Abstract: : Purpose: The necessity of protein synthesis for programmed ganglion cell death raises the idea of studying the participation of transcription factors in this process. Various transcription factors are associated with both differentiation and programmed cell death. The nucleocytoplasmic transport is essential for both of these activities. Previously we found alteration of subcellular localization of the transcription factor Max during programmed cell death in retinal ganglion cells. Healthy ganglion cells present Max inside the nucleus both in vivo an in vitro, and this immunoreactivity increases with development. Upon induction of cell death, Max was excluded from the nucleus and found in the cytoplasm of ganglion cells, a process that precedes nuclear condensation and is accelerated by thapsigargin. The control mechanisms of Max nuclear exclusion during programmed cell death were now studied using different approaches. Methods: Explants from retina of 13-day-old rats were maintained in vitro for various time periods. Apoptotic cells were detected by chromatin condensation and TUNEL. Max was detected by immunohistochemistry. The involvement of caspase activation with nuclear exclusion of Max were tested using the inhibitor of caspase activity BAF (100mM). Nucleo-cytoplasmic active transport was inhibited by low temperature (4°C) during 12h in vitro. The involvement of the nuclear export receptor CRM-1 with Max nuclear exclusion were also tested using Leptomycin B (3-30nM).
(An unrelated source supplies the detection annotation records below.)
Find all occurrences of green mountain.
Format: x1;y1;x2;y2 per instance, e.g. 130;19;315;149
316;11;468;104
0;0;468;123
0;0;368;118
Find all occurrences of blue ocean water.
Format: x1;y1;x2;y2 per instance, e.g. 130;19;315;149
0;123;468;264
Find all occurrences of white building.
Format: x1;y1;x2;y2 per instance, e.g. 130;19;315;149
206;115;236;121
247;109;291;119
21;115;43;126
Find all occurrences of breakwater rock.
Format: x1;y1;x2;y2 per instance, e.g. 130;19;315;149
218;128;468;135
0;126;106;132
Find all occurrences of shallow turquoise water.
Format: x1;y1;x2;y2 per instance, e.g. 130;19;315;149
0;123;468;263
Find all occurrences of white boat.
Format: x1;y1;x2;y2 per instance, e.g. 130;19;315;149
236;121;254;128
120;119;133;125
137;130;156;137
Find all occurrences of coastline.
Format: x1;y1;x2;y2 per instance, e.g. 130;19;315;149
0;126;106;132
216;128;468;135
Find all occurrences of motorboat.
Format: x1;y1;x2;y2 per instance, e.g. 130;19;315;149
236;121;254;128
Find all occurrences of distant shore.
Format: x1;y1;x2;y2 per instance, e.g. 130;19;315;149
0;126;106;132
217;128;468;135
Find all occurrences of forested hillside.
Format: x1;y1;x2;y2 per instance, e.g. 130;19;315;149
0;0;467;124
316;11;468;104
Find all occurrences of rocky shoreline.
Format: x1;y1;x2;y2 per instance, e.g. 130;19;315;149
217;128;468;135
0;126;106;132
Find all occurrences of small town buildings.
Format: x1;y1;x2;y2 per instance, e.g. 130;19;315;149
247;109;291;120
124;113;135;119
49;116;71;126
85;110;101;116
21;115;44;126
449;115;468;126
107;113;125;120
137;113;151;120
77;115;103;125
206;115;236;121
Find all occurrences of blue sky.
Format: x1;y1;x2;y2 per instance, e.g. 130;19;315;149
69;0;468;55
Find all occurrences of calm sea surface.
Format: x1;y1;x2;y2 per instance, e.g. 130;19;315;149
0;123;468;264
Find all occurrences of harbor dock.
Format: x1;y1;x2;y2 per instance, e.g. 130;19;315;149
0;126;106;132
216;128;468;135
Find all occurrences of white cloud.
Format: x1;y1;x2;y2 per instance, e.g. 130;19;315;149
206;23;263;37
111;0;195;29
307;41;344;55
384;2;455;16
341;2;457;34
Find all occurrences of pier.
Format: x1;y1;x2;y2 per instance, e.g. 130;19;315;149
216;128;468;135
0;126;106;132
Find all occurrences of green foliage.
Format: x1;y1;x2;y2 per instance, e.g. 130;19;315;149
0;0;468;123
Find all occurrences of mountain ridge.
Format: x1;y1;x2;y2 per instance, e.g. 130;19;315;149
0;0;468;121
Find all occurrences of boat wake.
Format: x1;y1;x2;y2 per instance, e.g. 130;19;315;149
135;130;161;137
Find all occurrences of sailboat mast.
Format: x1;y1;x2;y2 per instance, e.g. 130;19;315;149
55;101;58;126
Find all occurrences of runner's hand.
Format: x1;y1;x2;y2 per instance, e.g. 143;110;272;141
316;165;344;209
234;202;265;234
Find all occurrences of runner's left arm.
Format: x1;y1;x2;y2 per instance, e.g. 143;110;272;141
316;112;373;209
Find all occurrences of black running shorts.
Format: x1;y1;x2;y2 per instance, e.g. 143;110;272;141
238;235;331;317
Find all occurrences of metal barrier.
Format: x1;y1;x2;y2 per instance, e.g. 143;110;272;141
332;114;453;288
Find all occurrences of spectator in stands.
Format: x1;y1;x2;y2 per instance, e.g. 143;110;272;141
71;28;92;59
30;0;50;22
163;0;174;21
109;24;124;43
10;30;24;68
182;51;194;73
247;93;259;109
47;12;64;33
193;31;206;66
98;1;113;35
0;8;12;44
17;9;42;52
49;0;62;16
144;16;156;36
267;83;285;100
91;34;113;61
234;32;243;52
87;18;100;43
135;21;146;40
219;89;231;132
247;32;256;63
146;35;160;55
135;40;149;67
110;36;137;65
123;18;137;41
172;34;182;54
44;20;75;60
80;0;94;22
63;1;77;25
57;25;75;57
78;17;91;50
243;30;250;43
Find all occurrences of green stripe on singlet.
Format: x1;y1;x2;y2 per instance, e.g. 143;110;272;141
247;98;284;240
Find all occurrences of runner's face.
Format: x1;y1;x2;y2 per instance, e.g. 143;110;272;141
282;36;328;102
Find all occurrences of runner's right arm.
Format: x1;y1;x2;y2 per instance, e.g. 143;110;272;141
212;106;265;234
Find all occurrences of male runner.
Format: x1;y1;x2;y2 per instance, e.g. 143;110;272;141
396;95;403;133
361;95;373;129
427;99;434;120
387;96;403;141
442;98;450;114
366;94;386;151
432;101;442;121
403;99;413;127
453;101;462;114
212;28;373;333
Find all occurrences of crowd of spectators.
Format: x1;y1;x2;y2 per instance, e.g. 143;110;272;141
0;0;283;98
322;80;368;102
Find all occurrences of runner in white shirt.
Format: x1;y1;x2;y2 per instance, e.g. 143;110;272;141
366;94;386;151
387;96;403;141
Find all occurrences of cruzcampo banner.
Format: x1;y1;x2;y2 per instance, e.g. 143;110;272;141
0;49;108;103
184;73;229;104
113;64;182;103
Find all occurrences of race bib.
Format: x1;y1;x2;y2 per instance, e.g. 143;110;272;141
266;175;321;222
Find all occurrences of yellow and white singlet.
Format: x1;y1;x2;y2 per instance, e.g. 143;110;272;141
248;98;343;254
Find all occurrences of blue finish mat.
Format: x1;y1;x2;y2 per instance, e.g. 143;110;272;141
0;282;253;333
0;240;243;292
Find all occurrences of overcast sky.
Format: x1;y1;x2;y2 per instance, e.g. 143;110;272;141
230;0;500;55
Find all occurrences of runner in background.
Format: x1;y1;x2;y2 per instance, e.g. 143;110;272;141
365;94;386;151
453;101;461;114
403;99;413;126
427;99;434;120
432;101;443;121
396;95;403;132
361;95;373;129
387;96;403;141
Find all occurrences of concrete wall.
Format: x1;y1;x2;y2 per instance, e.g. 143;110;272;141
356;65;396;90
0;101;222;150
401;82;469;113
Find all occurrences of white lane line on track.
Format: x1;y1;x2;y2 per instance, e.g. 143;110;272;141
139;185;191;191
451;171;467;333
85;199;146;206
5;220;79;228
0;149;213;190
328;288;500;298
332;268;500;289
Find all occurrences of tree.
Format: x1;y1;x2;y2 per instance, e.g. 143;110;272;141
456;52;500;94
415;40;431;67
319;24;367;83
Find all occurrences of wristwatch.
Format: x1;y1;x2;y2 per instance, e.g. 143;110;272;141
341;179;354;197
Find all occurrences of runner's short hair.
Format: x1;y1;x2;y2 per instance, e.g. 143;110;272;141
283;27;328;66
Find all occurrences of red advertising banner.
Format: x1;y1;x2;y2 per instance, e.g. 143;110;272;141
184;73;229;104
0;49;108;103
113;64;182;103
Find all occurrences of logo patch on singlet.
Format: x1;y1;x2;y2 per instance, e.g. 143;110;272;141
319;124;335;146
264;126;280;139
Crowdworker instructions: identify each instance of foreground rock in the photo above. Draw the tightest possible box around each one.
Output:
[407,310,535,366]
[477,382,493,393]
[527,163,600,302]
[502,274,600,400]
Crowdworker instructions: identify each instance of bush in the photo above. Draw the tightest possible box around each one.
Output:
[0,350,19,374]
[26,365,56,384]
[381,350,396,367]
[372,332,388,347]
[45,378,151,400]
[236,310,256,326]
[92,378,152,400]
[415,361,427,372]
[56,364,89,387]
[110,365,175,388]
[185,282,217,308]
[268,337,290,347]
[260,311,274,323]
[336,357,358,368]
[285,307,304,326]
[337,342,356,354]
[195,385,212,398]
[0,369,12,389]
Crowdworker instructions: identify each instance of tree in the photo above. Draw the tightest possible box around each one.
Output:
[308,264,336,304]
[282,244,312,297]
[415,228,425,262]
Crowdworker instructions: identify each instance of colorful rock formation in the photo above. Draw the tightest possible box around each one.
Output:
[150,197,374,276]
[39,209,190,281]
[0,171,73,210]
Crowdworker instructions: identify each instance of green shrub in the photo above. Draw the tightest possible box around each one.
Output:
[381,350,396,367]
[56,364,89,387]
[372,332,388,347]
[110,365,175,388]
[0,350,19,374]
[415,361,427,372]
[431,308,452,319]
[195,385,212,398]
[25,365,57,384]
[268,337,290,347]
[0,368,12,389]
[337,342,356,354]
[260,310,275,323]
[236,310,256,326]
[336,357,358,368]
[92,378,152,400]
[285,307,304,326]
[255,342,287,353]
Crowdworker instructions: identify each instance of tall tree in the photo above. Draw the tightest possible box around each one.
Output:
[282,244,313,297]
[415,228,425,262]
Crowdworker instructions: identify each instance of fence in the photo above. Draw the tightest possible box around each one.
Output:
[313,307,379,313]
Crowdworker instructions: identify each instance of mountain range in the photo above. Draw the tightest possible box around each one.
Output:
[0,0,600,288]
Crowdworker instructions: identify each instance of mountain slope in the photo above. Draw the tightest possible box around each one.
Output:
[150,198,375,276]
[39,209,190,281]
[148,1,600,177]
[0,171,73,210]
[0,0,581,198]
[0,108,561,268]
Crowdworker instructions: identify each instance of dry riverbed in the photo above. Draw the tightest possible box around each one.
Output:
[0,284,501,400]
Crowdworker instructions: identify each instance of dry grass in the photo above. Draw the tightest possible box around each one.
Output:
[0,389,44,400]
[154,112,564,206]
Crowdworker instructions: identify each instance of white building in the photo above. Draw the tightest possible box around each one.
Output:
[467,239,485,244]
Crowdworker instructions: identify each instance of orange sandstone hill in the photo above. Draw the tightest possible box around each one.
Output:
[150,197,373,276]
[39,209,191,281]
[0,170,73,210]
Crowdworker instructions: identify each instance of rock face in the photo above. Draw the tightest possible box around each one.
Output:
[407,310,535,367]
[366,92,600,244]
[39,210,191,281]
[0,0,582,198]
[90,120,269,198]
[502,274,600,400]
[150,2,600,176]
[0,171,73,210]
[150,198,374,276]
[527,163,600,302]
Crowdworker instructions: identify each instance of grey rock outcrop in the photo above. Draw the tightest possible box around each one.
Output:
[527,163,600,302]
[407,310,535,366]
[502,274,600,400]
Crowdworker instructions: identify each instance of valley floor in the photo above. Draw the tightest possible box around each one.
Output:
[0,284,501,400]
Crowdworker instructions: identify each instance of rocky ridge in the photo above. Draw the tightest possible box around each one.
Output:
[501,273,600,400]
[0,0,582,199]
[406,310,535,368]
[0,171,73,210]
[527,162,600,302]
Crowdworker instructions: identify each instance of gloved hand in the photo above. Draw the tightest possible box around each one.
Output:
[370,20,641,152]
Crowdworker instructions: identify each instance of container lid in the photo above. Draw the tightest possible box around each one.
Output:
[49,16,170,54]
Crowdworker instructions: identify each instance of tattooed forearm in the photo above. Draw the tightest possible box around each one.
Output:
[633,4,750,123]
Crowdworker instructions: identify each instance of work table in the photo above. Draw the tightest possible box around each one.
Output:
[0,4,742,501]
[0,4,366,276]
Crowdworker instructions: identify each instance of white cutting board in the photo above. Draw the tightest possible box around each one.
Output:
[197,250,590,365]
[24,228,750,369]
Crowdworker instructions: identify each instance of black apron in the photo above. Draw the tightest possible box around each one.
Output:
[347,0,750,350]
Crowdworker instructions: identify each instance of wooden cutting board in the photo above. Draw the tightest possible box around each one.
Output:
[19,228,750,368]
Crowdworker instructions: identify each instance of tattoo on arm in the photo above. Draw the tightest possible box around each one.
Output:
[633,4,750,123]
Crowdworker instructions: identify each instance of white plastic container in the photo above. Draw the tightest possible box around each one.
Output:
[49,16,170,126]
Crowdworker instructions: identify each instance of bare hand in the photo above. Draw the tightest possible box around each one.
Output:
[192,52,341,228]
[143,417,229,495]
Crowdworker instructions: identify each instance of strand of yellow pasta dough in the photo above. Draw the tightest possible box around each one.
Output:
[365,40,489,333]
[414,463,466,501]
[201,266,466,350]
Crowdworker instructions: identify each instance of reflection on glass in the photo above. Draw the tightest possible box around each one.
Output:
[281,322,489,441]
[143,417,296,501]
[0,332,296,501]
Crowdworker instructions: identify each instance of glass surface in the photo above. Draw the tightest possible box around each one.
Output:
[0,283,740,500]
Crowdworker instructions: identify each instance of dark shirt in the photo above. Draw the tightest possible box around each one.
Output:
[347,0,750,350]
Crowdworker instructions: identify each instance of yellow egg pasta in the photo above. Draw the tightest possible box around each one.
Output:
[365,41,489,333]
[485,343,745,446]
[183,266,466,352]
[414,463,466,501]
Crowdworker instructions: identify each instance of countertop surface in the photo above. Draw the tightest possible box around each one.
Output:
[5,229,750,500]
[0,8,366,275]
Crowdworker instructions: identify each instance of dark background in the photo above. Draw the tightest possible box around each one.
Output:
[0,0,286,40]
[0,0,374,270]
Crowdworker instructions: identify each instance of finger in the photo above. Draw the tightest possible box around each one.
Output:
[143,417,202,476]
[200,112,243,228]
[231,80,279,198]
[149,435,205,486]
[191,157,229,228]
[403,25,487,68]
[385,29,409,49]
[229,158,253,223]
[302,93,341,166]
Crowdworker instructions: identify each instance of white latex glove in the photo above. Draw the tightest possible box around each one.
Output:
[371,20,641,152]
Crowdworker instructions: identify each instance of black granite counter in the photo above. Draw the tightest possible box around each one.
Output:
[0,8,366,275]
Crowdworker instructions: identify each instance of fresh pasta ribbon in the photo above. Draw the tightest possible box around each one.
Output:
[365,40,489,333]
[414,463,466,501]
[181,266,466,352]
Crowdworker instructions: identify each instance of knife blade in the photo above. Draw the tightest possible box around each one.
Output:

Results: BAF did not block nuclear exclusion of Max. In low temperature, Max was kept inside the nucleus, showing that exclusion of Max was not a result of passive diffusion. The inhibitor of the CRM-1 receptor did not block the nuclear exclusion of Max. Conclusions:These data suggest that the nuclear exclusion of Max require active processes however independent of caspase activation. In addition, Max is not exported from nucleus to the cytoplasm by the CRM-1 receptor during programmed cell death. These results indicate that nuclear exclusion of Max is an integral event of programmed cell death in the central nervous system, and suggest that during programmed cell death Max does not act as a transcription factor.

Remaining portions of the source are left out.